- Born: Caroline Margaret Clayton 13 July 1821 Ballylickey, County Cork, Ireland
- Died: 14 February 1904 (aged 82) Glen Stuart, Annan, Dumfries and Galloway
- Spouse: Archibald Douglas ​ ​(m. 1840; died 1858)​
- Children: Lady Gertrude Stock; John Douglas, 9th Marquess of Queensberry; Lord Francis Douglas; Lord Archibald Edward Douglas; Lady Florence Dixie; Lord James Douglas;
- Parents: Sir William Clayton (father); Alice O'Donnell (mother);

= Caroline Douglas =

Irish nationalist & benefactor (1821-1904)

Caroline Alice Margaret Douglas, Dowager Marchioness of Queensberry (née Clayton; 13 July 1821 - 14 February 1904) was an Anglo-Irish peer and Irish nationalist benefactor.

==Early life and family==
Caroline Douglas was born in 1821 at Ballylickey House near Bantry Bay in County Cork, Ireland. Her father was English, Sir William Clayton, a retired British army general and one of the members of parliament for Marlow, Buckinghamshire. Her mother, Alice Clayton (born O'Donnell), was from County Mayo, and was a Roman Catholic, but despite this the couple's four children were raised as Anglicans. Douglas lived in Bantry, County Cork, until the age of two, when the family moved to England to the family seat of Harleyford House, Buckinghamshire. This house was regularly visited by royalty and politicians, including Napoleon III. When her father refused to give his consent for her to marry Archibald Douglas, Lord Drumlanrig, the couple eloped and were married at Gretna Green on 28 May 1840. The couple went on to have five sons and two daughters: Gertrude, John, Francis, Archibald, and twins James and Florence. One son died in infancy. Their marriage suffered, due to her husband's gambling and adultery.

==Roman Catholicism==
The Marquess died in 1858 in a hunting accident, leaving his widow to live what has been described as a "restless life." She travelled between fashionable resorts in Britain and Europe and the Douglas estate, Glen Stuart, in Dumfries, Scotland.

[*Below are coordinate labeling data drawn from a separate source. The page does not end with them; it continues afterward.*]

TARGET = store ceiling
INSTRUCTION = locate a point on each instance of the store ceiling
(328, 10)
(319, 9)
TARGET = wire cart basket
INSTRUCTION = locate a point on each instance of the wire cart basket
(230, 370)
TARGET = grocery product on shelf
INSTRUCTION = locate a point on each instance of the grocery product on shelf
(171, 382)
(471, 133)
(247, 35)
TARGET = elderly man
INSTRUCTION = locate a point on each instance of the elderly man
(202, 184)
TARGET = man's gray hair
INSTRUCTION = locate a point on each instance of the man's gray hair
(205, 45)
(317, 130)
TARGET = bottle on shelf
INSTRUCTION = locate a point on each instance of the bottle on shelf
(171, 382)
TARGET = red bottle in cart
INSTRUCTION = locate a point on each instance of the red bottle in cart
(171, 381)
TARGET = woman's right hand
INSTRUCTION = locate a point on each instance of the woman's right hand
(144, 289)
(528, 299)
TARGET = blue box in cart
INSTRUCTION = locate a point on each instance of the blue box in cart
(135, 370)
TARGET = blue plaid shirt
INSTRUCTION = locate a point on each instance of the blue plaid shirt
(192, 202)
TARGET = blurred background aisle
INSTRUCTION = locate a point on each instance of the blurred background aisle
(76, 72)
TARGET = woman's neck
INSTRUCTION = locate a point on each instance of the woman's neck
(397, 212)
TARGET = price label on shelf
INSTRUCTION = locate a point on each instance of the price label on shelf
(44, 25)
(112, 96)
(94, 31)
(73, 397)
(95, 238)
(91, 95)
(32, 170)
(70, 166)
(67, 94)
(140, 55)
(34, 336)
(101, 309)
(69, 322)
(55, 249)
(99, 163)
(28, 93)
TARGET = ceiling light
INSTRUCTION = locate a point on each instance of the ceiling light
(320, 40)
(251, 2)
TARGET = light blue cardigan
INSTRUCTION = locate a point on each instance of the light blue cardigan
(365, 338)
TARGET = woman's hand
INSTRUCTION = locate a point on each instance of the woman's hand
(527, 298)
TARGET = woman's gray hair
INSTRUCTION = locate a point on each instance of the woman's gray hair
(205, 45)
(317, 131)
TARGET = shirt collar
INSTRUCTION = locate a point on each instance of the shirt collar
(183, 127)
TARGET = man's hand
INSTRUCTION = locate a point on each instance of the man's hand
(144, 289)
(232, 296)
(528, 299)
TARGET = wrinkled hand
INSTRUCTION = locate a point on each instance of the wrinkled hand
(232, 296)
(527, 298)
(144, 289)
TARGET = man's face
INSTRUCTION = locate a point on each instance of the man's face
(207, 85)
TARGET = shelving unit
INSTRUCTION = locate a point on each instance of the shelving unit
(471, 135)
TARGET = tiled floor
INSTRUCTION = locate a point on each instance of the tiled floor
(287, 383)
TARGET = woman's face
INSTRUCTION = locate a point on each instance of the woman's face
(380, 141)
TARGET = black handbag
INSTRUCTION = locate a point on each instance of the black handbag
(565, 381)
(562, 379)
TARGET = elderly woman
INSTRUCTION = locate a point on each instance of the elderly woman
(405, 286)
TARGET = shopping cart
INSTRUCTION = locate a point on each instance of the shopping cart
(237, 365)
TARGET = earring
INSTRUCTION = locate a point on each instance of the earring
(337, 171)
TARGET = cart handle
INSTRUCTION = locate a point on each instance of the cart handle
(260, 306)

In 1861, she converted to Roman Catholicism, shocking her family. She became aware that her mother-in-law planned to take her children away from her, prompting her to flee to France with her youngest children, Archibald, then twelve, and Florence and James, aged seven, where she could educate them as she wished. This led the children's guardians to threaten her with an action under English law to take her children away from her. The three were too young to choose a guardian under Scottish law. In the event, they remained in France for two years. Falconer Atlee, the British Consul at Nantes, offered them a place of safety when their first location was discovered, and the Emperor Napoleon III eventually extended Lady Queensberry his protection, ensuring that she could keep the custody of the three children. Eventually, it was agreed that Caroline would retain custody of her younger children, and they returned to England in 1864, when her mother-in-law's health started to decline.

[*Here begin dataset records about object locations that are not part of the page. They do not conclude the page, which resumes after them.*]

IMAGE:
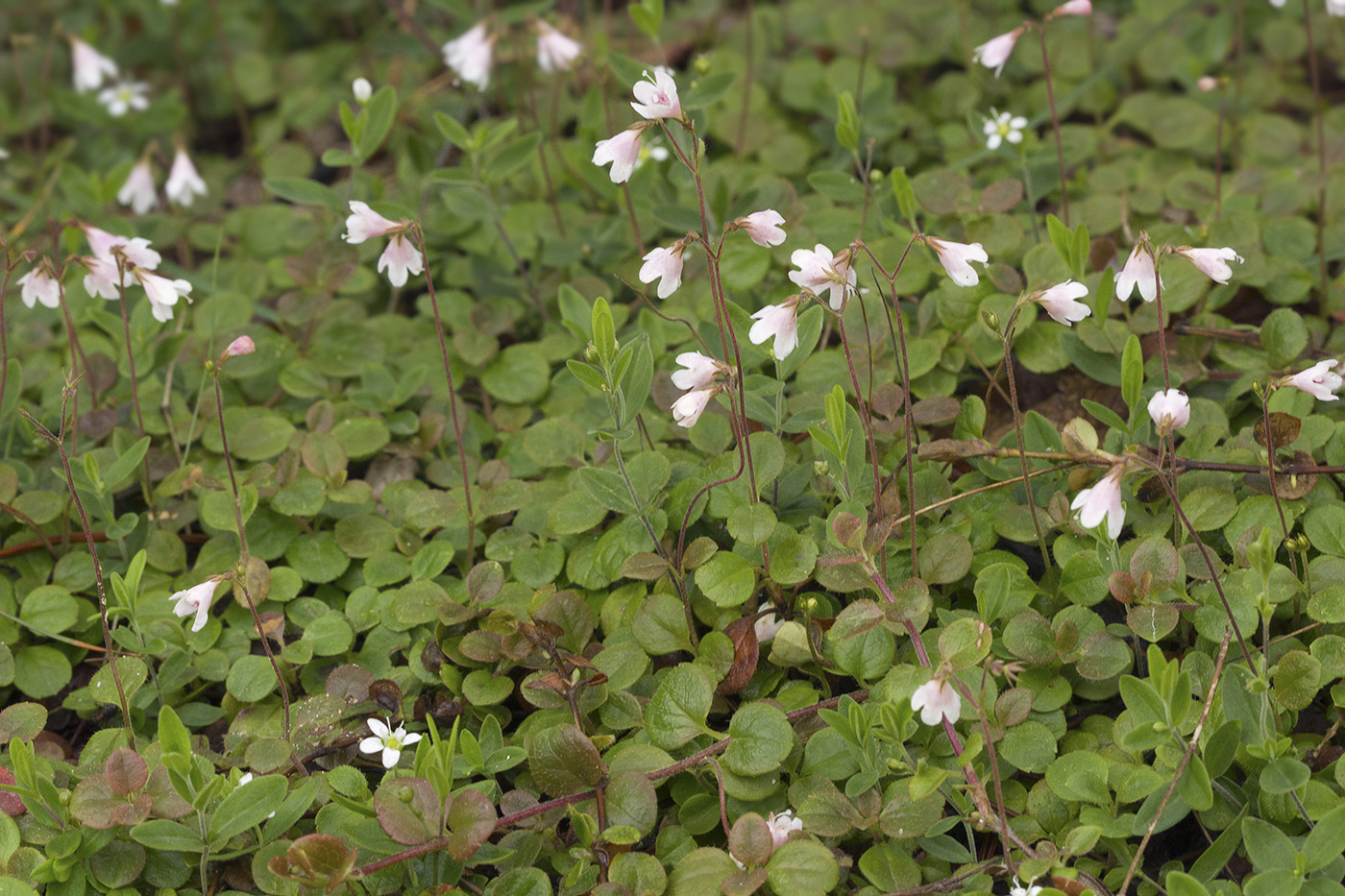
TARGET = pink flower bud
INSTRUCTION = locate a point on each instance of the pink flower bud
(239, 346)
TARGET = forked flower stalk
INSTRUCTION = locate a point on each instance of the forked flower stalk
(452, 390)
(58, 439)
(1055, 124)
(241, 579)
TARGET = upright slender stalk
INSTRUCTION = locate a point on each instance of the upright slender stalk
(131, 355)
(867, 420)
(1274, 493)
(905, 389)
(452, 392)
(541, 155)
(1022, 447)
(1055, 124)
(60, 442)
(76, 349)
(4, 338)
(721, 303)
(607, 116)
(242, 550)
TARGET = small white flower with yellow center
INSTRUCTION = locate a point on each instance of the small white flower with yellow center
(392, 742)
(1004, 125)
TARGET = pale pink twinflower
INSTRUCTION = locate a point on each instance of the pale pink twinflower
(1320, 381)
(386, 740)
(400, 258)
(134, 249)
(138, 191)
(1139, 271)
(665, 265)
(780, 322)
(1001, 127)
(39, 285)
(103, 278)
(365, 224)
(125, 96)
(1060, 302)
(89, 66)
(763, 228)
(163, 294)
(1169, 410)
(689, 408)
(470, 56)
(957, 258)
(769, 626)
(782, 826)
(699, 370)
(1018, 889)
(184, 182)
(656, 97)
(1212, 262)
(195, 600)
(554, 50)
(622, 151)
(820, 269)
(239, 346)
(935, 701)
(994, 53)
(1102, 500)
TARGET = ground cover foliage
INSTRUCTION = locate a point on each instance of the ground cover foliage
(453, 568)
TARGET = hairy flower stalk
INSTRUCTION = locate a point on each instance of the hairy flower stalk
(452, 392)
(58, 439)
(1017, 425)
(658, 100)
(241, 577)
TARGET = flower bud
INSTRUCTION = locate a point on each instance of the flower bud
(239, 346)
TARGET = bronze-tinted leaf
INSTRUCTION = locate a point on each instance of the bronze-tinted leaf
(1002, 195)
(746, 654)
(350, 682)
(849, 529)
(1150, 490)
(1152, 621)
(134, 811)
(1284, 428)
(409, 811)
(386, 695)
(564, 761)
(125, 771)
(1122, 587)
(273, 627)
(743, 883)
(10, 804)
(749, 839)
(471, 821)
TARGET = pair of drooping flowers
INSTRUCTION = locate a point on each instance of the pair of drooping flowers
(116, 262)
(184, 183)
(1170, 409)
(471, 54)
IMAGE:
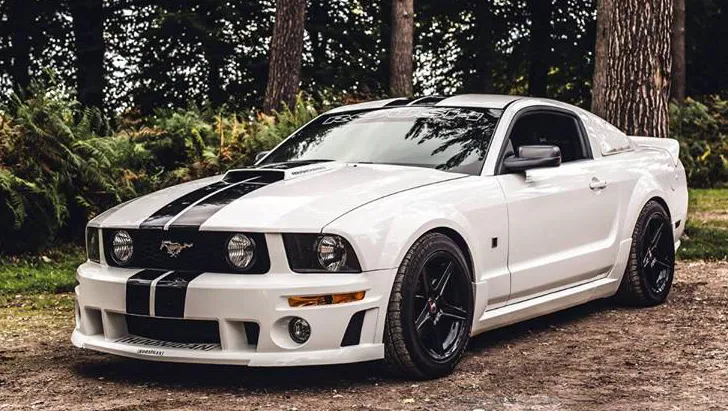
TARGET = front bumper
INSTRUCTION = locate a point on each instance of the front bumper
(232, 301)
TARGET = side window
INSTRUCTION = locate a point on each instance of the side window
(552, 129)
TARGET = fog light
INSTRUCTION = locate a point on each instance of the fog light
(299, 329)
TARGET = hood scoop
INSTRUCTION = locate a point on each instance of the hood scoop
(278, 172)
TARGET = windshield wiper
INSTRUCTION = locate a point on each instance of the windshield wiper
(294, 163)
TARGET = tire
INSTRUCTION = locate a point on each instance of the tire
(418, 343)
(651, 267)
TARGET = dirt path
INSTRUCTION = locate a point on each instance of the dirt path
(595, 357)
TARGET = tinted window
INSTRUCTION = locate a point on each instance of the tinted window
(449, 139)
(551, 129)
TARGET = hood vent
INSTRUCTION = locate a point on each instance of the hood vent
(277, 172)
(260, 175)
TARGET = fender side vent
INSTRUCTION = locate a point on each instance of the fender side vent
(352, 336)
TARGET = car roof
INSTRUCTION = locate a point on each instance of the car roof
(495, 101)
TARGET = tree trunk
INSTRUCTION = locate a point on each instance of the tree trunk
(599, 82)
(539, 46)
(20, 18)
(401, 50)
(632, 71)
(286, 49)
(385, 42)
(88, 30)
(215, 51)
(678, 52)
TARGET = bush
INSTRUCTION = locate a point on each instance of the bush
(61, 164)
(702, 129)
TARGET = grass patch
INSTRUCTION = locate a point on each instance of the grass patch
(51, 272)
(704, 241)
(708, 201)
(706, 233)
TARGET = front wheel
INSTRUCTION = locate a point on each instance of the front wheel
(430, 310)
(651, 267)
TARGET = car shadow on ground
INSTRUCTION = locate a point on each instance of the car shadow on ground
(175, 375)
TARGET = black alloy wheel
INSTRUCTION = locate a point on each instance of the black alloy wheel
(430, 309)
(651, 267)
(441, 306)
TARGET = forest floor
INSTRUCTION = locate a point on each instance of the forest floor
(594, 357)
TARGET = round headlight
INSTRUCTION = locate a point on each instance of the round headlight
(123, 247)
(331, 252)
(299, 329)
(241, 251)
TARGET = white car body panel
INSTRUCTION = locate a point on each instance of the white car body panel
(309, 202)
(538, 242)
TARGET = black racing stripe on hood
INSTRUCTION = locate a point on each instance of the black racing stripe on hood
(138, 291)
(165, 214)
(197, 215)
(170, 294)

Archibald eventually became a Roman Catholic priest. Gertrude also converted, and as her Anglican fiancé would not agree to their children being brought up in her faith, the engagement was broken off. She entered the Good Shepherd convent in Hammersmith and completed her novitiate to take her black veil of profession in 1867, but later left the order.

==Political activism==
Douglas always considered herself to be Irish and favoured the cause of Irish Home Rule. In 1867 she caused a scandal in London society by raising money towards the defence of the Manchester Martyrs, writing to all three men while they were in prison and sending a cheque for £100 to help to support their dependents. She continued to support Irish nationalism, regardless of the cold reception she received in English society because of it, and wrote pamphlets on the subject, including Let there be light (1867). She also regularly wrote letters to newspapers about the Irish question and was a regular donor to Irish radicals. There were rumours that she funded a Fenian newspaper clandestinely.

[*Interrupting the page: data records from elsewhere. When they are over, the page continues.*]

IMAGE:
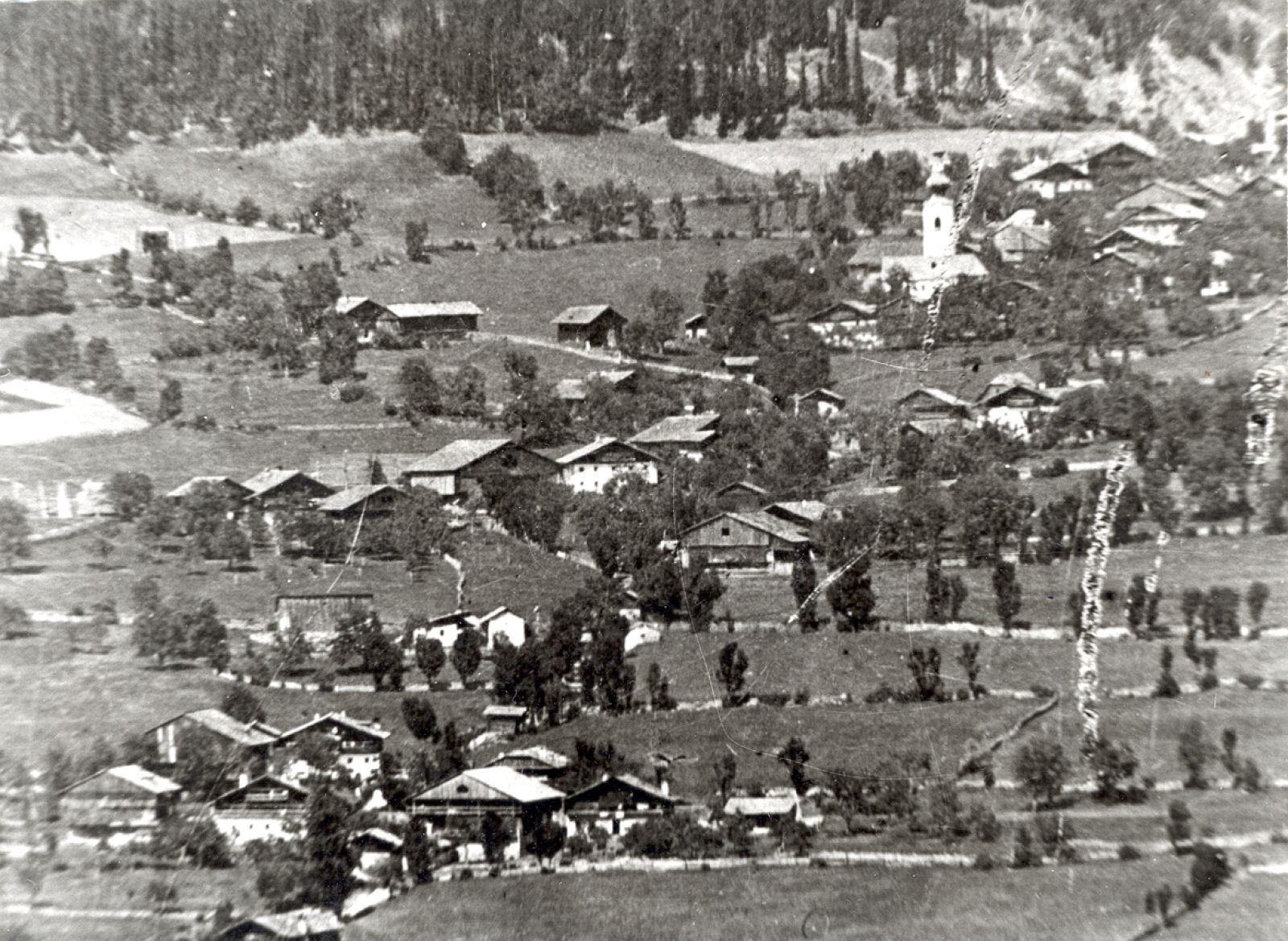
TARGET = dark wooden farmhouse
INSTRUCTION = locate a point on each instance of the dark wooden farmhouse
(460, 468)
(596, 324)
(744, 541)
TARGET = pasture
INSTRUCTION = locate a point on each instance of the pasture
(1086, 902)
(817, 156)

Douglas supported a number of Scottish Roman Catholic charities and helped her son Archibald in his parish duties. It is believed she corresponded with James Connolly from 1896 to 1903 and was a subscriber to the Irish Socialist Republican Party's literature. It was incorrectly assumed that she became a nun later in life, due to a letter she wrote to John Devoy from a Franciscan convent in Bayswater. In fact, she lived in Boulogne on a small annuity bequeathed to her by her father, but was at Glen Stuart, Annan, Dumfries and Galloway when she died on 14 February 1904. She was listed among "The Devoted Friends of the Manchester Martyrs" on the National Monument erected in 1906 in Grand Parade, Cork.